Of New York City’s 24,000 restaurants, 1,660 have received a grade of C, putting them in danger of being closed down by the health department. In danger of being closed down, though, means they’re still open and people can still eat there, but who would want to? A new foursquare-based app, DontEat.at, developed by Max Stoller has a simple purpose: warn you when you check in at one of those poorly-rated restaurants on foursquare.
The site couldn’t be simpler. You click the sign in with foursquare button, give it access to your foursquare account and voila, you’re done. It gathers the phone number associated with your foursquare account and sends you a text message to alert you when you’ve checked in at one of those low scoring restaurants.
The data for DonEat.at is based off information from the New York City Health Department, who perform the unannounced inspections at restaurants. Each violation carries a point value. The points are tallied up to compile the restaurant’s score, so the lower the score the better. A score of 13 or better is considered an A, while restaurants scoring 14-27 points are rated a B. Restaurants with more than 28 points receive a C, and receive monthly inspections from the Health Department until they either improve or are shut down for repeated violations.
Stoller, a computer science student at New York University, built the app as part of the NYC BigApps competition.
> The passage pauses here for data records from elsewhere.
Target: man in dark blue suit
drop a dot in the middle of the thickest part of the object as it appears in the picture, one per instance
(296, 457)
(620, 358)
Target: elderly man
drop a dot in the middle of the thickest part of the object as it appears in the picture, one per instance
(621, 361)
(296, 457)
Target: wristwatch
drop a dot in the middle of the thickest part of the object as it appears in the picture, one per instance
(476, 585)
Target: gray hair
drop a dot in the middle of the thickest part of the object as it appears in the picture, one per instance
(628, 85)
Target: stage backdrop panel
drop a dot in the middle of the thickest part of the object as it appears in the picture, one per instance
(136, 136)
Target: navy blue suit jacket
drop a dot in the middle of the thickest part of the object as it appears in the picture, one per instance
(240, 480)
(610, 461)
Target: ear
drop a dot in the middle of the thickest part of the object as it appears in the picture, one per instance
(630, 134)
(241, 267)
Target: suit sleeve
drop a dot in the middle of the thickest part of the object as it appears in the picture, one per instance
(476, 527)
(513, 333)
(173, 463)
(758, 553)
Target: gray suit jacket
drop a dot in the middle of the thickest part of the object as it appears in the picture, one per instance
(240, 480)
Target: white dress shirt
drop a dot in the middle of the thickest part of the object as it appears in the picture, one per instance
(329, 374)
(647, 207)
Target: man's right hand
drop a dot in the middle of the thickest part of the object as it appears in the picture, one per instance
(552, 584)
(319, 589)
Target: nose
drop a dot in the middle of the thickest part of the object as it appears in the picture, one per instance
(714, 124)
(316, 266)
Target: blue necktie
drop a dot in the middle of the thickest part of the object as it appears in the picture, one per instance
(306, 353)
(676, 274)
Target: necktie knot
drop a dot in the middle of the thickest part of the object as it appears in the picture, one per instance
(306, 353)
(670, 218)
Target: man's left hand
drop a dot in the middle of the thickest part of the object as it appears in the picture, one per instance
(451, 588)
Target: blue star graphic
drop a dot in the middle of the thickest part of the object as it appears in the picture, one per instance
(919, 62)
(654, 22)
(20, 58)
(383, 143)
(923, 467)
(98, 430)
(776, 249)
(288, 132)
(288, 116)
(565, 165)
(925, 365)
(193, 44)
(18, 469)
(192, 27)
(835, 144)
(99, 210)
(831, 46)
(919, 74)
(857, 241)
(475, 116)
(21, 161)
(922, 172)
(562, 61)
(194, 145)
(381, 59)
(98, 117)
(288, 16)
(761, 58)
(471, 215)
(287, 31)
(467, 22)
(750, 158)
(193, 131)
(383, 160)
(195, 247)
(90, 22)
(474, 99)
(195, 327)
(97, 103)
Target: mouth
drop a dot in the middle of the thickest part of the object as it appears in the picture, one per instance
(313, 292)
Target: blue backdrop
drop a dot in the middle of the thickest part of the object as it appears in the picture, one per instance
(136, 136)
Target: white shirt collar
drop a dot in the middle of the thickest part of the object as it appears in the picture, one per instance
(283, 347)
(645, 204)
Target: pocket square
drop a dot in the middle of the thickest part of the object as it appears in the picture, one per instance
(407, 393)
Sponsored by the city, it features $20,000 in prizes for software that helps “New York City become more transparent, accessible, and accountable.” Competing apps must present data from the NYC.gov DataMine in an understandable and usable way to interested users.
I’d say DontEat.at is an incredibly useful application of that data, especially in New York, where foursquare enjoys some of its highest penetration. What do you think of DontEat.at?